Alternatives to Oneida Dust Deputy

by MJClark
posted 10-03-2018 04:15 PM


4 replies so far

View MJCD's profile

MJCD

598 posts in 2912 days


#1 posted 10-04-2018 12:04 AM

Both Oneida and Clearvue Cyclones make excellent systems; and my preference is to go with either one of these. The Thein Separator, and its many variants, has a high capture %, but the CFM loss due to the design is significant. Oneida introduced a molded plastic version: this is a fine solution for wood particles, but is not intended for highly abrasive materials. I recommend spending the money to do it right, rather than cobbling it together: your lungs and ears deserve it.

MJCD

View Desert_Woodworker's profile

Desert_Woodworker

1937 posts in 1755 days


#2 posted 10-04-2018 12:34 AM

Dust Stopper is what I find to be the best value for the money. You purchase it from Home Depot for about $40 plus a bucket. (it even includes a flex hose-) I am on my second month trial of testing it, so far 5 Stars. The cost will be recouped by not having to purchase expensive filter bags and it is a great quality product.
https://www.homedepot.com/p/Dustopper-High-Efficiency-Dust-Separator-12-in-dia-with-2-5-in-hose-36-in-long-HD12/302643445

-- Desert_Woodworker

View Tom Huntley's profile

Tom Huntley

58 posts in 3780 days


#3 posted 10-08-2018 11:11 AM

MJClark: ”The Thein Separator, and its many variants, has a high capture %, but the CFM loss due to the design is significant.

ALL separators are restrictive. In nearly all circumstances, designing a separator with a lower cut point causes a decrease in flow flow (CFM). Restriction to air flow also occurs with media based filters, i.e. paper, foam, etc., when they are made to separate particulate having increasingly smaller diameters. There is no reason for a Thien, or a “variant” to be more restrictive than a conventional cyclone, unless a DIY version violates some basic principles of flow dynamics.
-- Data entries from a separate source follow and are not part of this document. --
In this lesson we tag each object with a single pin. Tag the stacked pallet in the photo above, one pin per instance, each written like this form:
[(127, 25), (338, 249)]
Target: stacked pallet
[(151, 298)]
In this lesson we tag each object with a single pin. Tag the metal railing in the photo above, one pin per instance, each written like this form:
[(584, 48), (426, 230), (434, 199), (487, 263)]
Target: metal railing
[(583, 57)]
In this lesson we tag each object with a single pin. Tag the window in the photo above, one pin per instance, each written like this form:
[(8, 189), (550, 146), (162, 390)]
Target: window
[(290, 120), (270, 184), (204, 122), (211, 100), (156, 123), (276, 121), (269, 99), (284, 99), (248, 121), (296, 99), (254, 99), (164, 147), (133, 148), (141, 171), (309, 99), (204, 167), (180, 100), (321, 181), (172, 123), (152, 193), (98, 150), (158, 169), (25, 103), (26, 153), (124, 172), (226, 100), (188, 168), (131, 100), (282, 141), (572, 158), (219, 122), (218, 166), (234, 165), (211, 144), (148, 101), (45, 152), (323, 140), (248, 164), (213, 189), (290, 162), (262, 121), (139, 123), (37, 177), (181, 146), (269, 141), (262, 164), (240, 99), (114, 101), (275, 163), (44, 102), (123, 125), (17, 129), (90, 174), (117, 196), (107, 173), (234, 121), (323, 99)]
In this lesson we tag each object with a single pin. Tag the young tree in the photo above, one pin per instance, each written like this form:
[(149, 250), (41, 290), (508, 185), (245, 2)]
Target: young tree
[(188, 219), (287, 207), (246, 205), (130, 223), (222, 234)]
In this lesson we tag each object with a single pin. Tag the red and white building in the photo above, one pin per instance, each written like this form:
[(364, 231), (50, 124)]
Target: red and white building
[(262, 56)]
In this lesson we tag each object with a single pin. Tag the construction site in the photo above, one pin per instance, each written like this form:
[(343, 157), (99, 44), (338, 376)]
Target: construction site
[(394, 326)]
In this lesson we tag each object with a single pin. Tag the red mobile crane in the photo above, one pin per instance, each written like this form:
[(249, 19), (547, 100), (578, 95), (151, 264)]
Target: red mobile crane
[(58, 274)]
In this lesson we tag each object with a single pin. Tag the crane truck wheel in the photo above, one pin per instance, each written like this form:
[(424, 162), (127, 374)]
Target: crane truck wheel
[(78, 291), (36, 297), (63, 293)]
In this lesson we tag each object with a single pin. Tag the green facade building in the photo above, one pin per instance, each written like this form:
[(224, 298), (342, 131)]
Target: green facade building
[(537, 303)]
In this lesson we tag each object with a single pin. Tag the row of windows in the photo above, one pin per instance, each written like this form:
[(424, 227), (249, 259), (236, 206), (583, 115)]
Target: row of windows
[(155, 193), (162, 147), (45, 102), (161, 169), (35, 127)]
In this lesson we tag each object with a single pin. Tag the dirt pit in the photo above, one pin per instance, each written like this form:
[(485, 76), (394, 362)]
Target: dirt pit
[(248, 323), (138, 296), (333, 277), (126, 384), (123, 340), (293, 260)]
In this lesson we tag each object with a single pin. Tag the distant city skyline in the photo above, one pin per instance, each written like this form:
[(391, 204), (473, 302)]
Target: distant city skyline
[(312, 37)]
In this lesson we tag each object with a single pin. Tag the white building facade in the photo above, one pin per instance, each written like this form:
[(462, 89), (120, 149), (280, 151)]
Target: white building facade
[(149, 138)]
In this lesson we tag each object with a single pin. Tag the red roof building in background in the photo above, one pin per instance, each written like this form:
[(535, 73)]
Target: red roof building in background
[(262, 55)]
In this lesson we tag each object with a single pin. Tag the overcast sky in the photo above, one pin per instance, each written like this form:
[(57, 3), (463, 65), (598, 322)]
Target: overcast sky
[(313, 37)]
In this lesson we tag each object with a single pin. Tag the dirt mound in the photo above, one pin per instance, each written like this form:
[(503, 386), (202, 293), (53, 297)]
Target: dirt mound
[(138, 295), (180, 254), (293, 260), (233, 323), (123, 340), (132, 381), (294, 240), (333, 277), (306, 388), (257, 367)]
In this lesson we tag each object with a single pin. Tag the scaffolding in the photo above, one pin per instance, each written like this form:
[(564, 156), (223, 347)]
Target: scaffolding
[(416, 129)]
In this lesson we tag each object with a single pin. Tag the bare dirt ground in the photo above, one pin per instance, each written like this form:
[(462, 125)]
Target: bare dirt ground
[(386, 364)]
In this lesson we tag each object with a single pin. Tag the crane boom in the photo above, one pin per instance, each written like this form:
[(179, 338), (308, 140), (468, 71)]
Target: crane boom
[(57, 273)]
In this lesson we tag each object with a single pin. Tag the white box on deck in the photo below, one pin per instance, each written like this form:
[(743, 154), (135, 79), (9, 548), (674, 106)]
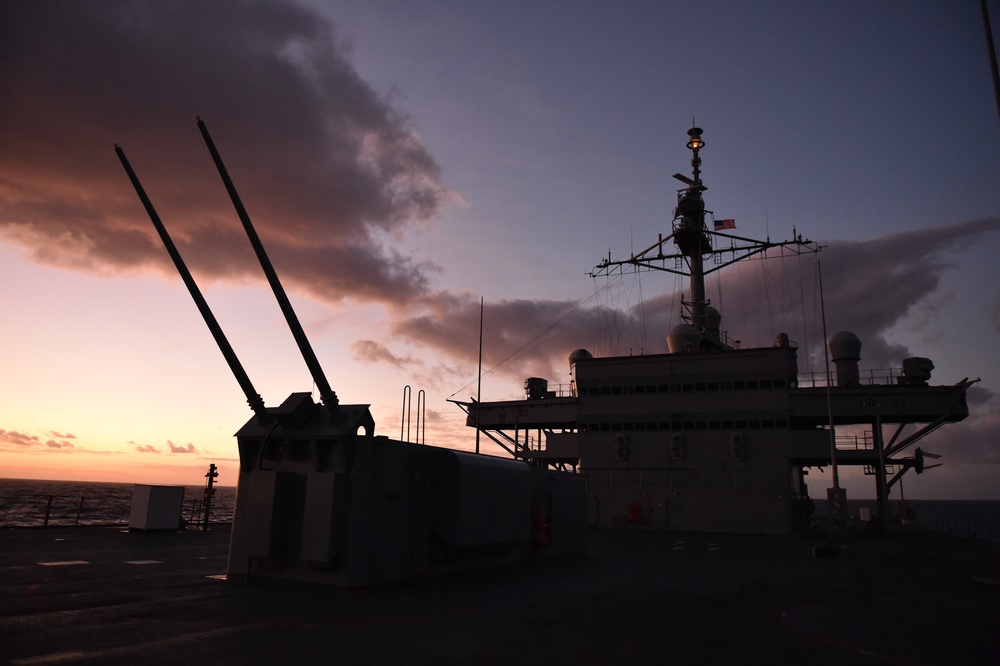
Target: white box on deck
[(156, 507)]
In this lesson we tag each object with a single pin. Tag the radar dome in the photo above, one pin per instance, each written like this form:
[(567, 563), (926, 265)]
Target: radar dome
[(579, 355), (845, 351), (683, 338)]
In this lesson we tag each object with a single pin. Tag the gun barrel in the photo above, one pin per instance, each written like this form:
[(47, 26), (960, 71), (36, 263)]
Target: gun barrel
[(253, 398), (327, 395)]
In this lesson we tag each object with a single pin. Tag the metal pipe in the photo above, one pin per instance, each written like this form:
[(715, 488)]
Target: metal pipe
[(253, 398), (327, 395)]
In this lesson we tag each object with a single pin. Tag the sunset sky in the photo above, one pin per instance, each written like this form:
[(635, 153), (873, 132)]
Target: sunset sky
[(402, 161)]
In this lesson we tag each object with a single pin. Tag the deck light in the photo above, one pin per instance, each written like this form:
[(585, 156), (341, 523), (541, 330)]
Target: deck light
[(696, 141)]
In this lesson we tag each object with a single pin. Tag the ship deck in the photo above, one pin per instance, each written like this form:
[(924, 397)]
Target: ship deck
[(104, 595)]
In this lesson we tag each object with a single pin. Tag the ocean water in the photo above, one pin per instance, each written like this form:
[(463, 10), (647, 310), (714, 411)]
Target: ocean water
[(25, 503)]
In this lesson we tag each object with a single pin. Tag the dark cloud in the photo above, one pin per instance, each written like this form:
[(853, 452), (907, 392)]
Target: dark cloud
[(324, 163), (520, 337), (188, 448), (376, 352), (11, 439)]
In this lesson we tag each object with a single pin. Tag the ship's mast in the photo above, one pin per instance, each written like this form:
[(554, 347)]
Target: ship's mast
[(694, 241), (690, 234)]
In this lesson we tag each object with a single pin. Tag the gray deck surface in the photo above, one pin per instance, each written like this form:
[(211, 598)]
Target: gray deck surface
[(103, 595)]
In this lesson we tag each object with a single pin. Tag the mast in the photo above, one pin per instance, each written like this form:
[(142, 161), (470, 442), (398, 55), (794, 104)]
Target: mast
[(326, 393), (253, 398), (690, 235), (694, 243)]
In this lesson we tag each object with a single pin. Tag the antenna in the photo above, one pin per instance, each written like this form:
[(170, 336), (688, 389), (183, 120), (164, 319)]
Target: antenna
[(327, 395), (253, 398)]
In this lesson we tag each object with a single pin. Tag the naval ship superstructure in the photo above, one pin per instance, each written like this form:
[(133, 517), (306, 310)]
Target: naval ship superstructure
[(322, 498), (709, 436)]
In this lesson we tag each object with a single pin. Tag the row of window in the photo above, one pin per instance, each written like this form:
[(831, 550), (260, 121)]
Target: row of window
[(739, 424), (751, 385)]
An example would be a gross mismatch between hose size and input/output ports diameters. I have measured the flow restriction of the Oneida, the Nantong Suning Environmental (a Chinese import very similar to the Oneida), and the Dustopper, and their restriction to flow is very close to the same. On all three, there is about an 8” loss in dynamic water lift when configured with a typical wet/dry vac having roughly 150 CFM, and a maximum suction of 45” of water lift.

I am not aware of any flow-type separator that can be classified as a HEPA device having a cut point of 0.3 microns. For this reason, there should always be a HEPA filter present (usually a pleated paper type) if the exhausted air quality is to meet OSHA standards. Therefore, the cyclonic separator you use is less important than the final filter. Other considerations, such as cost, flow capacity, physical size, ease of setup, and more, may be important to the user.

-- Tom Huntley - Rochester Hills, Michigan

View Lazyman's profile

Lazyman

4092 posts in 1928 days


#4 posted 10-08-2018 02:30 PM

I threw together a separator for my Craftsman shop vac several years ago using a 5 gallon HD bucket as the collection bin with a 3 gallon paint bucket inverted on top for the “cyclone” part with a Thien baffle between them. It was just an experiment and is pretty ugly but it works so well I never made any improvements. Only a little of the finest dust makes it through the separator. I did a non-scientific test a while back using a crude homemade manometer and there was a slight drop in the suction comparing with and without the separator but not enough to notice. In fact, the hose by itself caused approximately the same lose in suction as just the separator without the hose.

Additionally, I really like the Cleanstream shop vac filters. They are cleanable so last many years but are only slightly more expensive than the standard disposable ones. I can simply rinse it off when it needs to be cleaned (about every 4 or 5 times I empty the separator). When the filter is new, you can just tap them (or even just bounce the shop vac) and most the dust just comes off. Mine is over 4 years old now and going strong. It does show a little sign of wear, probably from using compressed air a few times to clean it, but I never see any dust coming out of the vac exhaust.

-- Nathan, TX -- Hire the lazy man. He may not do as much work but that's because he will find a better way.